Gli anni dopo la Juventus?
“Sono stato due anni a Verona in A e in B, era l’ultimo campionato di Bagnoli in gialloblu e siamo retrocessi, con Fascetti siamo risaliti immediatamente nella massima serie. Mi sono trovato bene, Bagnoli sapeva soprattutto fare gruppo, facevo quello che lui che chiedeva. Ho smesso nel 1991 appena tornato in A col Verona. Ho finito col grande calcio, sono tornato a casa e ho giocato nella Miranese che faceva il campionato Nazionale Dilettanti. Avevo più di 36 anni, avevo chiesto a Rino Marchesi, che avevo già avuto alla Juve, di andare con lui al Venezia in B. Non è stato possibile, aveva già una rosa abbondante, così ho continuato per passione nei dilettanti e poi nelle squadre attorno di prima e seconda categoria. Vedevo sempre il pallone come quando ero bambino, se ce la facevo continuavo a rincorrere quel pallone”.

La partita più bella ?
“Quella col Napoli, quando ho fermato Maradona. Ero un terzino destro, mi davano da marcare sempre la punta esterna, qualche volta se mancava Brio facevo anche lo stopper e mi è pure capitato di sostituire Scirea come libero, contro ’Intercontinentale per esempio. Trapattoni mi ha fatto coprire tutti i ruoli della difesa, tranne il terzino sinistro e non solo perché quello era il posto di Cabrini”.
Mai in Nazionale, ci ha sperato?
“Ci pensavo, come chiunque giochi a calcio, ma davanti a me c’erano Bergomi, Collovati, Gentile, Scirea, era tutto già coperto. Non è come adesso, la scelta della rosa è molto più limitata. Certo mi sarebbe piaciuto, ma io pensavo a fare il mio alla Juve ed ero contento”.
I più grandi incontrati sui campi di calcio?
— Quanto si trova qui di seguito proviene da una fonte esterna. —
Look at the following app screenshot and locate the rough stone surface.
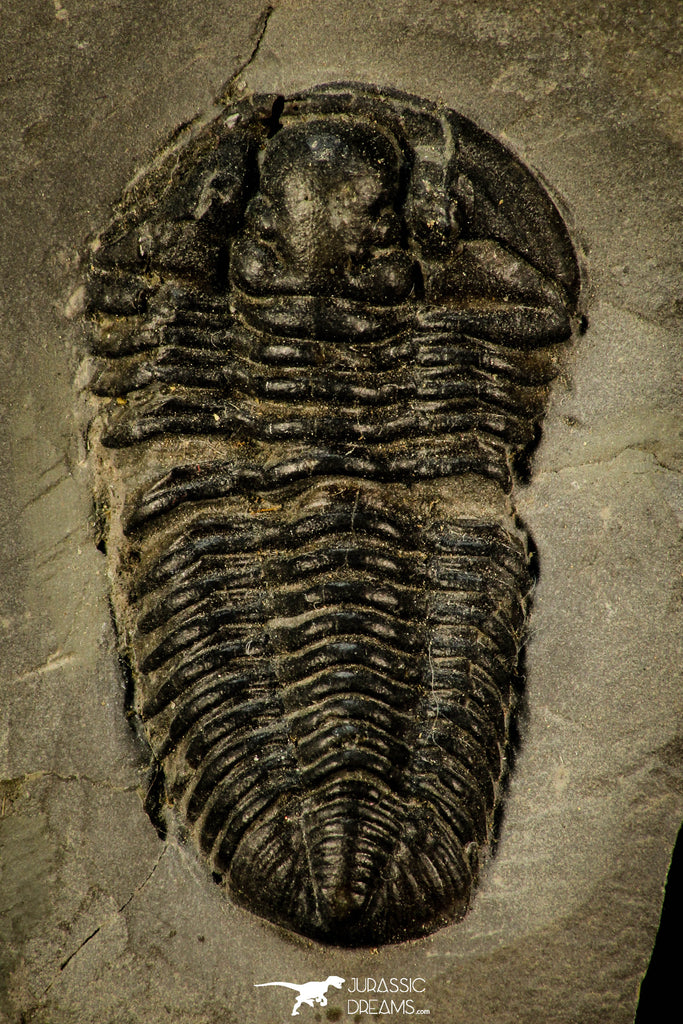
[0,0,683,1024]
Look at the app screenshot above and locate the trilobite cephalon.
[83,84,579,945]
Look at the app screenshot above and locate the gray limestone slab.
[0,0,683,1024]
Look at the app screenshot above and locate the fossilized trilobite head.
[84,85,579,945]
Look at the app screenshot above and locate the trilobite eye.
[84,85,579,945]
“C’erano molti giocatori forti, spesso stranieri; con me c’erano Platini, Boniek, Laudrup. Platini era uno che si faceva rispettare, stava in gruppo, scherzava, era forte, davi la palla a lui e sapeva sempre cosa fare, era tranquillizzante giocare con lui, E’ lui il più forte col quale ho giocato. Ma con me c’erano alcuni tra i più forti in circolazione, Boniek aveva un buon carattere e in campo non mollava mai, faceva molti gol. Era il gruppo che contava. E ricordo Juary fantastico e ogni volta che segnava ballava girando attorno alla bandierina. Ma il più forte che ho visto e contro il quale ho giocato è stato Maradona, era di un’altra dimensione, di un altro pianeta. Se gli arrivava la palla non c’era più nulla da fare, l’unica possibilità era di non fargliela arrivare. Poteva capitare a volte di riuscire a fermarlo, mi è riuscito. Ma Diego calciatore non si discute. Certo c’erano altri grandi: Rummenigge e Mattheus nell’Inter, il Milan dei tre olandesi, la Roma di Falcao, Socrates nella Fiorentina… Era il campionato che aveva i migliori al mondo. Giocare era più bello. Il gioco adesso è più veloce, ma non più bello. Con quei campioni sembrava tutto facile, allora c’era più spazio e più tempo per toccare la palla”.
E il calcio di adesso?
“Un dramma, sia per i tifosi sia per e squadre stesse che vanno in campo non sentire più il tifo. Anche se qualche squadra può essere agevolata da questo, senza la pressione del tifoso che può deprimere. Ma sono certo che il calcio ritornerà quello di sempre, basta saper aspettare il vaccino”.